Sous titre
Jean-Pierre Cosse, éditions L’Harmattan, 570 pages, 32 euros.
Citation
Vingt années ont passé depuis le génocide perpétré au Rwanda en 1994. Deux décennies durant lesquelles les autorités françaises se sont obstinées à repousser toute interrogation sur le rôle qui fut le leur durant les trois mois de carnage planifié (un million de morts en une centaine de jours) ainsi que durant la période précédente, celle de la guerre civile amorcée en novembre 1990. La seule évocation des complicités diplomatiques et militaires dont bénéficia le régime clanique, raciste et mafieux, alors en place à Kigali, de la part du gouvernement de cohabitation Mitterrand-Balladur vient encore d’être dénoncée comme outrage à l’honneur national par Alain Juppé, ancien titulaire des Affaires étrangères. Une injonction au déni prononcée sur le mode théâtral et déjà utilisée à maintes reprises pour faire barrage à l’avalanche de publications révélatrices antérieures aux récentes déclarations du président rwandais Paul Kagame, en particulier de travaux d’investigation concernant certaine « opération Turquoise » (juin-août 1994)… Le négationnisme est en soi chose simple. Un exemple, expert dans l’art de rejeter sur les Nations unies la responsabilité de la résolution 912 décidant, le 21 avril 1994, du retrait de la majorité des casques bleus d’un pays en pleine fureur meurtrière, Alain Juppé « oublie » une seule chose : le représentant au Conseil de sécurité du gouvernement auquel lui-même participait, Hervé Ladsous, mettait alors tout son poids dans la balance pour obtenir la diminution des effectifs de la Mission de l’ONU (Minuar) en « la réduisant à un niveau minimal ». Autant dire que, sous prétexte de donner priorité à un éventuel et alors impossible cessez-le-feu, notre pays se prononçait officiellement pour que la Minuar cesse d’être opérationnelle afin de protéger les Rwandais de l’extermination raciste en cours !

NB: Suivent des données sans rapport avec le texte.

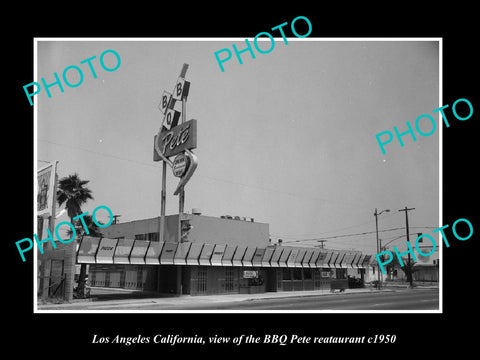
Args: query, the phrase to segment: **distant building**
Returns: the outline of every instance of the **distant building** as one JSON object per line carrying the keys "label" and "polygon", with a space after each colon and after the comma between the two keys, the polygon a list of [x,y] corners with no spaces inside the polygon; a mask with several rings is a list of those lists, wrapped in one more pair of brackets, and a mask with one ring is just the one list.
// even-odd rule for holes
{"label": "distant building", "polygon": [[112,224],[82,239],[77,263],[91,286],[162,294],[229,294],[348,287],[364,280],[373,258],[357,251],[293,247],[269,241],[268,224],[196,214]]}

La décision prise par l’Élysée à la veille du 7 avril 2014 d’annuler la participation de la ministre de la Justice aux cérémonies du vingtième anniversaire du génocide des Tutsi contraste avec le comportement du gouvernement belge, pourtant lui aussi mis en cause. Elle confirme l’entêtement des autorités nationales successives (François Hollande avait par avance entendu Alain Juppé !) à refuser d’assumer les fautes du passé et à tirer les leçons de l’histoire.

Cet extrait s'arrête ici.